In one, I observe from the back of an auditorium as you watch the opening night of a production. Mom skips across the stage, and you restrain yourself from clapping. A tear touches the corner of your eye before she even says a word. I find an empty seat, directing my gaze between the woman on stage and the woman in the front row. The plot weaves inconsistently, splinters in your memory, but I hardly care. When Mom shouts the final line, you’re the first to stand and clap, the last to sit. The memory breaks as you approach the stage, tenderness on your tongue.
Perhaps ends are another sort of beginning. The curtain shrouds the stage, but the show continues on through others.
The first memory I entered was your last. It landed me inevitably in the hospital room, Mom and I circled around your bed. She talked about an acting gig she was considering, whether your worsening condition would force her to decline it.
I want to, she said, more to herself than me. But I can’t.
Your eyes opened then, a smile cresting your lips. Go, you said.

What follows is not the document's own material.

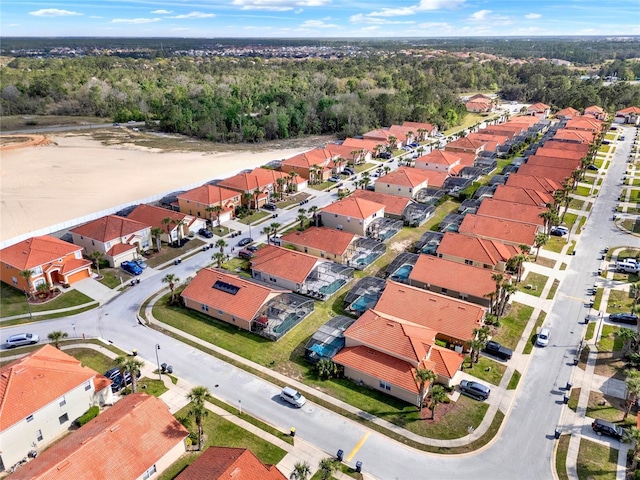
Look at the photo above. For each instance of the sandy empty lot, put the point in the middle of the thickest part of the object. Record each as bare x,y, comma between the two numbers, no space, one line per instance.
74,175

Go into your heart, dear.
Just as quickly as you said it, you returned to your hapless state, but the sentiment continued well beyond. It became a source of private inspiration between Mom and I. She would tell it to me as I was growing up, just as I would say it to her.
It would be years into my adulthood before I would discover the origin of the phrase. I don’t know what inspired this first foray into your past, what luck brought me these words specifically. Perhaps it was a turbulent dream, a bout of boredom, a found photograph. Perhaps it was nothing that substantial. It was simply a beginning, an end. A branch of life.
#
Imagine, the strobes dim in a maelstrom, leaving you beneath their spotlight. In this universe, I draw penitently to the black hole. Shock, stupor, something like a doctor saying your brain would soon be stardust, something like you asking when you’d finally die, something like a biochemical technology startup illuminating the detritus that still remained.
I’ll get through this, I think. I’ll remember you again. I’ll remember even if it takes unraveling who I thought you were, who I wanted you to be.
I enter the rave inside your mind, shedding the world behind me like a past life.
Yet, a singular desire lingers. I can feel it tapping against my marrow, even with the pulse wrapping itself around me. I trace the beating of your heart, one body connected to another, as it directs me.
Ahead, a flicker of light cleaves the monochrome. The shade is you, I know. You wind through inebriated strangers, and I do little but follow after you, finally finding my way forward. I do not run but approach as though you were asleep, unprepared to wake. How easily I could stop here, discard these memories, convince myself of an alternate dimension, pretend our galaxies lie so far apart that not even light-years connect us.
But I cannot. I cannot because I remember the first time Mom surfaced into a memory, into the rave. It collapsed inside her head, and her body repeated the motion. I remember her screaming, her wailing, me clawing against her skin to disconnect the wires. How after, she relegated the memories to the back of a storage bin, pretending they never existed.
I remember because I understand what it means to not, to watch memories fracture into oblivion.
Amidst the meteor belt that is the dance floor, I run into your arms. EMOTIONALLY OVERHEATING. I pinch a lump of cheek, traversing your unwrinkled skin with care, finding what I never had the opportunity to know. MEMORY ENDING. Even as the world buzzes, I cling tight to you, whom I loved and love and will forever love.
MEMORY—
I tell you my name and we begin anew.